I was reading the book - Linear Algebra and its Applications, when I saw -
Remark 2. Since $Q^T = Q^{-1}$, we also have $QQ^T = I$. When Q comes before $Q^T$, multiplication takes the inner products of the rows of Q. (For $Q^TQ$ it was the columns.) Since the result is again the identity matrix, we come to a surprising conclusion: The rows of a square matrix are orthonormal whenever the columns are. The rows point in completely different directions from the columns, and I don’t see geometrically why they are forced to be orthonormal—but they are.
I was wondering if the following geometric interpretation is valid.

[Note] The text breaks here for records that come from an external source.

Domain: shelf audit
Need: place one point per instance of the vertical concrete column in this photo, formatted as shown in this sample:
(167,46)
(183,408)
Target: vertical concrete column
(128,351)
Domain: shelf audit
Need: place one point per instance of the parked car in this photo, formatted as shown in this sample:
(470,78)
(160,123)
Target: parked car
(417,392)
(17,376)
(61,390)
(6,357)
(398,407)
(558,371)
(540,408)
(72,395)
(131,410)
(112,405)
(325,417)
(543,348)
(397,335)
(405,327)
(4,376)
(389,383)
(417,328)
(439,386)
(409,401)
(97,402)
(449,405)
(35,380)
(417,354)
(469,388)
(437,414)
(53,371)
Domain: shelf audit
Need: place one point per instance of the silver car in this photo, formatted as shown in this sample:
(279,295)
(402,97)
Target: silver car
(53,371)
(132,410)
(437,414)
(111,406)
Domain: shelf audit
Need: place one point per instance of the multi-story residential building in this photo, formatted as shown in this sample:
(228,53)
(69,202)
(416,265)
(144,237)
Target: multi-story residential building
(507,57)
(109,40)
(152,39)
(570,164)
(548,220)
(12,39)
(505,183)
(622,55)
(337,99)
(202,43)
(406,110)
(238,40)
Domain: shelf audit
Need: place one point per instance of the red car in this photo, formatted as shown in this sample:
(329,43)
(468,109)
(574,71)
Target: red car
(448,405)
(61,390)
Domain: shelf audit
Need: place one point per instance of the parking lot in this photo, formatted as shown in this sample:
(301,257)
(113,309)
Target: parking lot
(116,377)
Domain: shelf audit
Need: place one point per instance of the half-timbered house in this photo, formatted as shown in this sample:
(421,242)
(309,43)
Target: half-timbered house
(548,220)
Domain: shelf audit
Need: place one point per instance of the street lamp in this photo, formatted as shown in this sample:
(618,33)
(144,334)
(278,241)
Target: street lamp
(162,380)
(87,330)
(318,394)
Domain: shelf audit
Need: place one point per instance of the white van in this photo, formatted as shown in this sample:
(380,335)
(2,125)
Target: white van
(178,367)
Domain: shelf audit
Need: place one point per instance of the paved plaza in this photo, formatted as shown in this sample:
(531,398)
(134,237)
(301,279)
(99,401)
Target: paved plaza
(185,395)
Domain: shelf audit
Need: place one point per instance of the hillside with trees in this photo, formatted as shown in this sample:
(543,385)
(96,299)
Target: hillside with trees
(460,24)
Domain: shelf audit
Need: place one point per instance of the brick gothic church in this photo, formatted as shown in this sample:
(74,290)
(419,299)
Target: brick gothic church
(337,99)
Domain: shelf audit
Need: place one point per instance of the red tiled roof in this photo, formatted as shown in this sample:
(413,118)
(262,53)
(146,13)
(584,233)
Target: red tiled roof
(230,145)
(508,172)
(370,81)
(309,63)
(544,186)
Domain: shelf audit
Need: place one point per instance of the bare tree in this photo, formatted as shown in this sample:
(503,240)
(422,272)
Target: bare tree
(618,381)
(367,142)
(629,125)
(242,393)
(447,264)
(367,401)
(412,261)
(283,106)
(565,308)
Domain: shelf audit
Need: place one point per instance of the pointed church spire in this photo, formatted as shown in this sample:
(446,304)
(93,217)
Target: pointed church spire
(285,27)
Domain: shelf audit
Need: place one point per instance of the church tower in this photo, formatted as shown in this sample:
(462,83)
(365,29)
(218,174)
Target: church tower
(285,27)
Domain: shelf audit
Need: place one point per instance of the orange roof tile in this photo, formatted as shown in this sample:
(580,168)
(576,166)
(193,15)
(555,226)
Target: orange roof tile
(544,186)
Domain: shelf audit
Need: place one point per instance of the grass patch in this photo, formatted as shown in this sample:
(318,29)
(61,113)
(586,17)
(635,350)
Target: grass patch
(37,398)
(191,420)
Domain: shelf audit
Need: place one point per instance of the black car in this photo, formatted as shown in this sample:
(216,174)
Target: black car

As we already know geometrically, an orthogonal matrix Q is the product of a rotation (through say θ) and a reflection. When Q is a square matrix, then $Q^T$ ( Q transpose) will be $Q^{-1}$ (Q inverse). And therefore Q^T ( Q transpose) can be thought of geometrically as the undoing of Q, i.e. rotation about -θ and a repeated reflection about the same axis. Thus operating $QQ^T$ is same as operating $Q^TQ$, as we are doing (rotation reflection) then (opposite rotation and reflection) - $QQ^T$ or (opposite rotation and reflection) and then (rotation reflection) - $Q^TQ$,
Both of which do nothing to the vector (being operated on). ie they are the identity matrix.
From the above as we see that $Q^T$ ( Q transpose) can be thought of geometrically as the undoing of Q, a product of a rotation and a reflection. we can say that the rows are also orthonormal (as they form the columns of Q^T).